A fucking polar bear. In the middle of a rainforest. Now we're talking. For a show like this to work, it needs to be bonkers. Wild, unpredictable, everyone in danger. I'm all for basing things in character-driven plot, but come on. The mythology, so far, is by far the most interesting part. Bears! Crazy marooned French Lady! Sawyer has a gun! The marshall is awake! Oh, wait, no, that last part isn't so hot. It's more of a boring cliche, executed in the most predictable way possible. Yeah, Hurley passing out is funny, but the whole c-plot feels lazy in a way that's unworthy of the rest of the episode. Enough negativity!
The episode is titled "Pilot, part 2," and it certainly looks like the larger budget is carried over.

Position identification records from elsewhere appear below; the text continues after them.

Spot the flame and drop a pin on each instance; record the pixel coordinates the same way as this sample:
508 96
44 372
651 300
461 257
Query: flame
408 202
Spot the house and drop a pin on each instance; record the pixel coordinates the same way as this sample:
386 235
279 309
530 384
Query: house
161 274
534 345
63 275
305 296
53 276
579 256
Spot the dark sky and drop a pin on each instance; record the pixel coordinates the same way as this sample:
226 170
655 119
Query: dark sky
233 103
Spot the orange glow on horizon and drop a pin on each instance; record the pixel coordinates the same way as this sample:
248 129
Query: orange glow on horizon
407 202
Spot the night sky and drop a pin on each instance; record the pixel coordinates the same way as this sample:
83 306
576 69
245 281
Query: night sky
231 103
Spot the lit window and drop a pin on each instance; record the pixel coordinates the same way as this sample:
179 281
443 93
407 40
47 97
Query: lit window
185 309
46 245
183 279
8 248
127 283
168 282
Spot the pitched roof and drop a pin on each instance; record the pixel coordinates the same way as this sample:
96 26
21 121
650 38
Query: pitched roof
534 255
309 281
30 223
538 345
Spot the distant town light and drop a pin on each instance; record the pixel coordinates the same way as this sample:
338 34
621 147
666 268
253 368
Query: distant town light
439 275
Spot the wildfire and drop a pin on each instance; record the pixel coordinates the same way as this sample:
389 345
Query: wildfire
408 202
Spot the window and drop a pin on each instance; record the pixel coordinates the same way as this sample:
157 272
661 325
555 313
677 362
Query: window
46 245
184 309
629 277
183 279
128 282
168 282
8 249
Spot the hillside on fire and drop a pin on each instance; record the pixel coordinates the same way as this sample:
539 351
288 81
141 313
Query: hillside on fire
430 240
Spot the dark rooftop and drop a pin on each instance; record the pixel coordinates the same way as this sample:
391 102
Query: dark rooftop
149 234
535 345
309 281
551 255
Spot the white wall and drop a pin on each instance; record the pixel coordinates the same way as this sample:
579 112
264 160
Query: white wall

The plane crash, shown from a half-dozen angles so far, is a crisply excellent piece of tv direction. It's a great set, the camera movements are sharp. and every shot is designed as wordless exposition and revealing character beat all at once. I'd much rather watch Charlie scrabble is the restroom than hear paragraphs spat into the air about his addiction. Cutting back and forth to him on the island keeps things interesting, showing that Charlie is still a fundamentally smart, competent person. He's very much the same live-wire, possibly dangerous addict, but there's a refreshing complexity to the character even in this (very, very early) stage of things.
Kate, not so much. Aside from a completely gratutitous shot of her in underwear (Side note; I'd never object to Evangeline Lilly being almost naked on my screen. But, really Abrams? Was that needed? I'm sensing a pattern. Paging Alice Eve…..), there's just not too much purpose to Kate's plot. It'd be nice, just once, if someone was exactly who they appear to be. Skip the tortured backstory / mysterious tragedy / wrongful accusation, and just introduce a personality. Let things evolve from there. I get the impulse, and there's an admirable sense that Kate, and all of her compadres, have arrived here as fully formed people with rich and interesting backstories. This is good (excellent, actually), but I also get the feeling that the writers are too in love with just how complicated they've made everything.
Speaking of complexity….. Where or what is the island? Related question; How did so many people survive a fucking plane crash? Like, really. One can overlook these questions if the show is obviously not taking place in anything resembling our reality. But this is a show about cracks, not canyons. It's close, and the laws of physics are respected. So there's magic here, or technology so good there's no difference. Purgatory? Perhaps. The banality fits, the struggle to maintain everydayness. So does the bending of nature, the cracks we can already see spreading. But… No. Purgatory is pointless, and there's a design to the island. I'm fascinated by precision onscreen, glimpses of plans made far, far before the camera ever began to shed light. Sixteen years is a very long time. The pain in that woman's voice is real. Someone saw the plane coming, awaited it for years. We'll meet them eventually. Unless we already have, of course. I know I asked this last week, buuuuuut what is Terry O'Quinn up to exactly?
So many questions! And we're just getting started. See y'all on Sunday for Twilight, my fellow freaks & geeks.